27.11.2023 | KRITIKEN, Theater
©bettina frenzel

Fotos; © bettina frenzel

WIEN / Scala im Kellerraum Scalarama; 
BLACKBIRD von David Harrower
Premiere: 26. November 2023 

In den neunziger Jahren bereicherten die Briten das aktuelle Theater um zwei Dramatiker von ausgesuchter Intensität und Grausamkeit: David Harrower und Sarah Kane. Doch es waren nur grelle Sternschnuppen – Sarah Kane beging Selbstmord, David Harrower zog sich nach wenigen Jahren zurück. Neben „Messer in Hennen“ war „Blackbird“ sein erfolgreichstes Stück, das in Wien schon zweimal gespielt wurde. Dann geriet der Autor in Vergessenheit.

Nun hat die Scala das „Blackbird“ wieder hervorgeholt – vielleicht, um es aus der Distanz von fast zwei Jahrzehnten neu zu überprüfen, wahrscheinlicher aber, weil das Thema durch aktuelle Ereignisse wieder in den Fokus gerückt ist: Kindesmißbrauch…

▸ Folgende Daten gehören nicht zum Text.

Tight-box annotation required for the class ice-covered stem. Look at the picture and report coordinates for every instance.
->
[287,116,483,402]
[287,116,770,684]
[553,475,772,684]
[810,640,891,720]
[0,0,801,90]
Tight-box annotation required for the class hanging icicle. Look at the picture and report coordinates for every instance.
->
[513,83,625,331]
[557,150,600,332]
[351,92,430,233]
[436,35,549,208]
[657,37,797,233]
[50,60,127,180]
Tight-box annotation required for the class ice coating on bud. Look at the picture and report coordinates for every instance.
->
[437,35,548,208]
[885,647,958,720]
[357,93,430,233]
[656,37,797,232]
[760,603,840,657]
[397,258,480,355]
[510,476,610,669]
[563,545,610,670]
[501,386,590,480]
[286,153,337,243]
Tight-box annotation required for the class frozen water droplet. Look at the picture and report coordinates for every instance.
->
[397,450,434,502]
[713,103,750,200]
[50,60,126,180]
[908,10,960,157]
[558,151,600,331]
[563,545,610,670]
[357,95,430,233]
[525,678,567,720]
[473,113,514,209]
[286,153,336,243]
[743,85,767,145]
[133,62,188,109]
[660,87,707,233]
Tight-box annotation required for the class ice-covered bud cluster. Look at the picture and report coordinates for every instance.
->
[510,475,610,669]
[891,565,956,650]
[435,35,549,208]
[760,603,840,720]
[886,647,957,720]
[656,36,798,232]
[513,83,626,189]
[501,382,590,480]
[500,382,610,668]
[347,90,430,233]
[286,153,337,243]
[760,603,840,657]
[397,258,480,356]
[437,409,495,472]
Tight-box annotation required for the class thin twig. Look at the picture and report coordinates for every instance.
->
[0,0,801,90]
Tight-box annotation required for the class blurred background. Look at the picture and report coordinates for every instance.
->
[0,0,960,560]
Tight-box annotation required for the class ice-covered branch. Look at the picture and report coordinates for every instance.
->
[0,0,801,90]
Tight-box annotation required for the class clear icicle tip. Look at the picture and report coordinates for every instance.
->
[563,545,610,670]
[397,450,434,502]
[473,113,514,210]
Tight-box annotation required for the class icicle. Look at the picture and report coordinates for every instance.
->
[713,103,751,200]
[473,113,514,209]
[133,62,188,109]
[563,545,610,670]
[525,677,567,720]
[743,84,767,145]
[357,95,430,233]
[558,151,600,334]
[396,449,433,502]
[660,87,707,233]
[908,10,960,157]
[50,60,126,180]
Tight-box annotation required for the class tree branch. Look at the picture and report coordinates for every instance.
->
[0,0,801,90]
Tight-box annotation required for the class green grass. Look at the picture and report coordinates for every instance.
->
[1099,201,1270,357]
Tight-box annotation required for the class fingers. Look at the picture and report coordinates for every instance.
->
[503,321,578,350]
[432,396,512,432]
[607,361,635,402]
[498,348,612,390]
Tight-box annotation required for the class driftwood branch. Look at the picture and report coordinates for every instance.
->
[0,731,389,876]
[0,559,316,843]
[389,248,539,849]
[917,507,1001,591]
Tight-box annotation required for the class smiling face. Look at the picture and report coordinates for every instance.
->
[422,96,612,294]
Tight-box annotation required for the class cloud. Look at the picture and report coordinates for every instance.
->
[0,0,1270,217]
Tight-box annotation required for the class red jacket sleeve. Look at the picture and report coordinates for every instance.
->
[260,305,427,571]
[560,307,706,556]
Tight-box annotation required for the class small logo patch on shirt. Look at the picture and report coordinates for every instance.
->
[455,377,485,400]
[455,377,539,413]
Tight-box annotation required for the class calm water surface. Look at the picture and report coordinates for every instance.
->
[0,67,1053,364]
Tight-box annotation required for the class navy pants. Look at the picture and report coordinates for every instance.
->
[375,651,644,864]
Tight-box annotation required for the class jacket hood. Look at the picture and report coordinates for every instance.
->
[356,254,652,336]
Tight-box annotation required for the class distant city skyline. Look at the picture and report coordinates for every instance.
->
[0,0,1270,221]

Harrower allerdings behandelt die Problematik anhand von Una und Ray nicht nur aus der allgemeinen Perspektive des „dirty old Man“ und des armen Opfers. Wenn Una nach 13 Jahren bei dem Mann auftaucht, mit dem sie als Zwölfjährige geschlafen hat, was durch die gesellschaftlichen Folgen beider Leben schwer beschädigt hat, dann entfaltet sich schrittweise durchaus eine Lolita-Geschichte, einstige gegenseitige Faszination, die dann auch durch unglückliche Umstände aus dem Ruder lief (und natürlich nie hätte gut gehen können). Die junge Frau ist zweifellos auf dem Rachefeldzug, sucht aber auch nach dem ehemaligen Gefühl.

Und weil Harrower einer der gnadenlosen Briten ist, eskaliert die Situation in körperliche Aggression, nimmt am Ende noch eine rätselhafte Wendung durch das Auftreten einer weiteren Person – und man zweifelt eigentlich nicht daran, dass diese emotional so aufgekochte Situation  vermutlich in Mord und Todschlag enden wird, da die versuchte Beischlaf-Erlösung nicht funktioniert hat…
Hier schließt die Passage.